Amphiphilic peroxynitrite decomposition catalysts in liposomal assemblies.

BACKGROUND: Peroxynitrite (ONOO-), a toxic biological oxidant, has been implicated in many pathophysiological conditions. The water-soluble porphyrins 5,10,15,20-tetrakis(N-methyl-4'-pyridyl)porphinato iron(III) (FeTMPyP) and manganese(III) (MnTMPyP) have recently emerged as potential drugs for ONOO- detoxification, and FeTMPyP has demonstrated activity in models of ONOO- related disease states.
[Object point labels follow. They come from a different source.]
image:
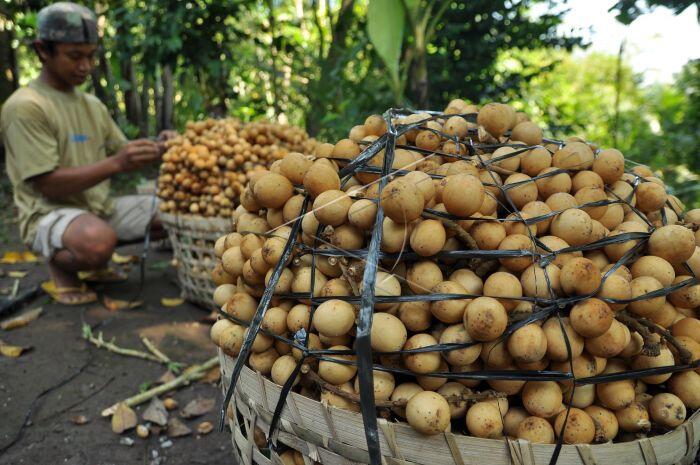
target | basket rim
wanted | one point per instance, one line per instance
(680, 432)
(197, 222)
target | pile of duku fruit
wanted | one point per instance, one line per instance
(543, 214)
(206, 168)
We set out to develop amphiphilic analogs of FeTMPyP and MnTMPyP suitable for liposomal delivery in sterically stabilized liposomes (SLs).
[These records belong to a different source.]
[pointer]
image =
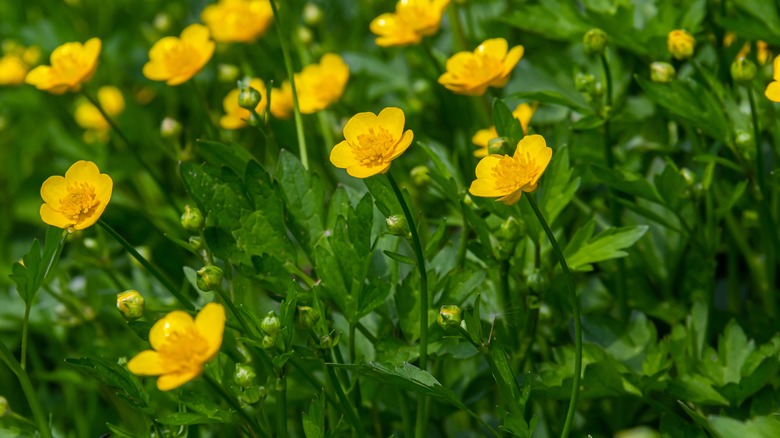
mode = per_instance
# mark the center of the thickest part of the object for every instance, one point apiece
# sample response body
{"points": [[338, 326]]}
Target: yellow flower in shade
{"points": [[773, 89], [176, 60], [489, 65], [412, 20], [240, 21], [235, 116], [507, 177], [181, 346], [372, 142], [77, 200], [88, 116], [680, 44], [522, 113], [71, 65]]}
RESULTS: Three amphiphilic iron porphyrins (termed 1a-c.) and three manganese porphyrins (termed 2a-c.) bound to liposomes and catalyzed the decomposition of ONOO-. The polyethylene-glycol-linked metalloporphyrins 1b. and 2b. proved the most effective of these catalysts, rapidly decomposing ONOO- with second-order rate constants (kcat) of 2.9 x 10(5) M-1 s-1 and 5.0 x 10(5) M-1 s-1, respectively, in dimyristoylphosphatidylcholine liposomes. Catalysts 1b. and 2b. also bound to SLs, and these metalloporphyrin-SL constructs efficiently catalyzed ONOO- decomposition (kcat approximately 2 x 10(5) M-1 s-1). The analogous metalloporphyrins 1a. and 2a., which are not separated from the vesicle membrane surface by polyethylene glycol linkers, were significantly less effective (kcat approximately 3.5 x 10(4) M-1 s-1).
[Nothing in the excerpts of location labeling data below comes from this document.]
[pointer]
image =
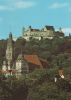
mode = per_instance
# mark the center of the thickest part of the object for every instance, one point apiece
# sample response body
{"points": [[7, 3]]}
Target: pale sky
{"points": [[15, 14]]}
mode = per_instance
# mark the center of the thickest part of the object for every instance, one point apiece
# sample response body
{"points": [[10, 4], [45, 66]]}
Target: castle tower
{"points": [[9, 51]]}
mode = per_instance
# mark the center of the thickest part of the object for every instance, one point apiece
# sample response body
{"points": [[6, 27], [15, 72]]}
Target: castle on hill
{"points": [[46, 32]]}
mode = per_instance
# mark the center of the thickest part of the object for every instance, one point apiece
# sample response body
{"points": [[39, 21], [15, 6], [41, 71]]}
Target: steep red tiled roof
{"points": [[34, 59]]}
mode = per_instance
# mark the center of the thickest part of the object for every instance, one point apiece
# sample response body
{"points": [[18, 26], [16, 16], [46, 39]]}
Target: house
{"points": [[28, 63], [22, 64]]}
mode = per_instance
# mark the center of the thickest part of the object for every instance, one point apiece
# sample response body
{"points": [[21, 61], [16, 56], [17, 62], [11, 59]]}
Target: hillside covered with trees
{"points": [[40, 84]]}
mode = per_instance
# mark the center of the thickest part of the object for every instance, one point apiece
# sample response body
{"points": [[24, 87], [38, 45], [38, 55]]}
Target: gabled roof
{"points": [[34, 59], [49, 27]]}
CONCLUSIONS: For these amphiphilic analogs of FeTMPyP and MnTMPyP, the polarity of the environment of the metalloporphyrin headgroup is intimately related to the efficiency of the catalyst; a polar aqueous environment is essential for effective catalysis of ONOO- decomposition. Thus, catalysts 1b. and 2b. react rapidly with ONOO- and are potential therapeutic agents that, unlike their water-soluble TMPyP analogs, could be administered as liposomal formulations in SLs. These SL-bound amphiphilic metalloporphyrins may prove to be highly effective in the exploration and treatment of ONOO- related disease states.